Пандемийный (пост)апокалипсис выступает у Бланшо своего рода масштабной декорацией. Главное здесь — сам персонаж, вернее то, что происходит внутри его сознания, вернее то, что происходит внутри его речи и речи окружающих. Он ходит по улицам, общается с людьми, спорит, молчит, делится опасениями, ругается, ворчит, стремится к общению и испытывает к нему отвращение. Его странствие по миру похоже на блуждание по зацикленному кошмару, составленному не из образов (как это обычно бывает в литературе и кино), а из слов, словосочетаний, реплик. И характерная клаустрофобия создается за счет невероятной плотности этого вербального кошмара.
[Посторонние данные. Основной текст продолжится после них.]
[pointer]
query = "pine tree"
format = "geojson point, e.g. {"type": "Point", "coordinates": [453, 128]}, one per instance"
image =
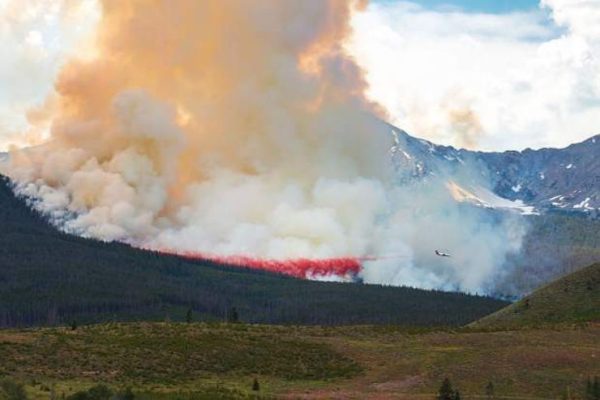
{"type": "Point", "coordinates": [446, 392]}
{"type": "Point", "coordinates": [489, 390]}
{"type": "Point", "coordinates": [233, 316]}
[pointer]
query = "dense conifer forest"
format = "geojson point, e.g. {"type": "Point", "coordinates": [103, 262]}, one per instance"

Подобно многим другим авторам — в диапазоне от Беккета до Саррот — Бланшо стремился преодолеть привычные нарративные формы (отсюда «мир, отстаивающий свою свободу от комфорта и мертвящей привычности мимесиса», о которой пишет Гилберт Соррентино). Но он не только расщепляет романную структуру, но и пересобирает ее воедино, отчего она дезориентирует, путает, преобразовывает знакомое пространство в нечто иное. Вроде бы во «Всевышнем» есть все обязательные элементы, даже диалоги, кажется, устроены так же, как в любом другом романе. Но уже на третьей-четвертой странице создается ощущение смещения, едва уловимого искажения, расплывающегося затем по всему тексту.
У романа Бланшо трудно однозначно определить жанр — это и притча, и философский трактат, изложенный среди прочего в платоновских диалогах, и постабсурдистская пьеса, и социополитическая сатира. Еще труднее подобрать этому тексту какие-то аналогии, потому что попросту трудно разобраться, как именно он устроен. Надо полагать, таким получается роман о последствиях разрушения (он написан в 1948-м), когда в параличе пребывает и речь, и способы ее конструирования. И это состояние удушливого паралича и сквозящего молчания блестяще передано Виктором Лапицким.